GM-CSF drives myelopoiesis, recruitment and polarisation of tumour-associated macrophages in cholangiocarcinoma and systemic blockade facilitates antitumour immunity

Luis I, Ruffolo, Katherine M, Jackson, Peyton C, Kuhlers, Benjamin S, Dale, Nathania M, Figueroa Guilliani, Nicholas A, Ullman, Paul R, Burchard, Shuyang S, Qin, Peter G, Juviler, Jessica Millian, Keilson, Ashley B, Morrison, Mary, Georger, Rachel, Jewell, Laura M, Calvi, Timothy M, Nywening, Michael R, O'Dell, Aram F, Hezel, Luis, De Las Casas, Gregory B, Lesinski, Jen Jen, Yeh, Roberto, Hernandez-Alejandro, Brian A, Belt, David C, Linehan

Gut |

OBJECTIVE: Intrahepatic cholangiocarcinoma (iCCA) is rising in incidence, and at present, there are limited effective systemic therapies. iCCA tumours are infiltrated by stromal cells, with high prevalence of suppressive myeloid populations including tumour-associated macrophages (TAMs) and myeloid-derived suppressor cells (MDSCs).

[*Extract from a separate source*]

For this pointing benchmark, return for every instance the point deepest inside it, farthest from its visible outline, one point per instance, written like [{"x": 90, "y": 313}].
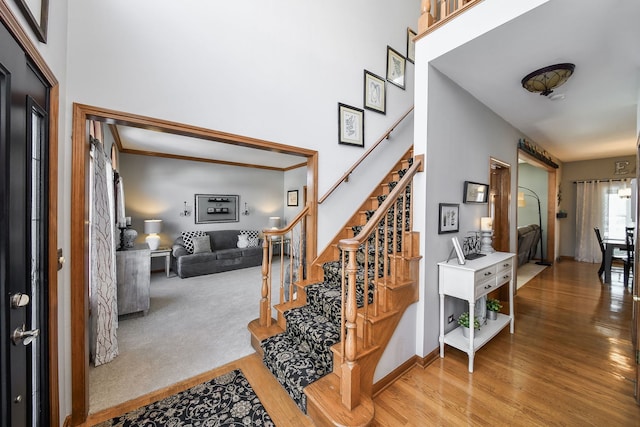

Here, we show that tumour-derived granulocyte-macrophage colony-stimulating factor (GM-CSF) and the host bone marrow is central for monopoiesis and potentiation of TAMs, and abrogation of this signalling axis facilitates antitumour immunity in a novel model of iCCA. METHODS: Blood and tumours were analysed from iCCA patients and controls. Treatment and correlative studies were performed in mice with autochthonous and established orthotopic iCCA tumours treated with anti-GM-CSF monoclonal antibody. RESULTS: Systemic elevation in circulating myeloid cells correlates with poor prognosis in patients with iCCA, and patients who undergo resection have a worse overall survival if tumours are more infiltrated with CD68(+) TAMs. Mice with spontaneous iCCA demonstrate significant elevation of monocytic myeloid cells in the tumour microenvironment and immune compartments, and tumours overexpress GM-CSF. Blockade of GM-CSF with a monoclonal antibody decreased tumour growth and spread. Mice bearing orthotopic tumours treated with anti-GM-CSF demonstrate repolarisation of immunosuppressive TAMs and MDSCs, facilitating T cell response and tumour regression. GM-CSF blockade dampened inflammatory gene networks in tumours and TAMs. Human tumours with decreased GM-CSF expression exhibit improved overall survival after resection. CONCLUSIONS: iCCA uses the GM-CSF-bone marrow axis to establish an immunosuppressive tumour microenvironment. Blockade of the GM-CSF axis promotes antitumour T cell immunity.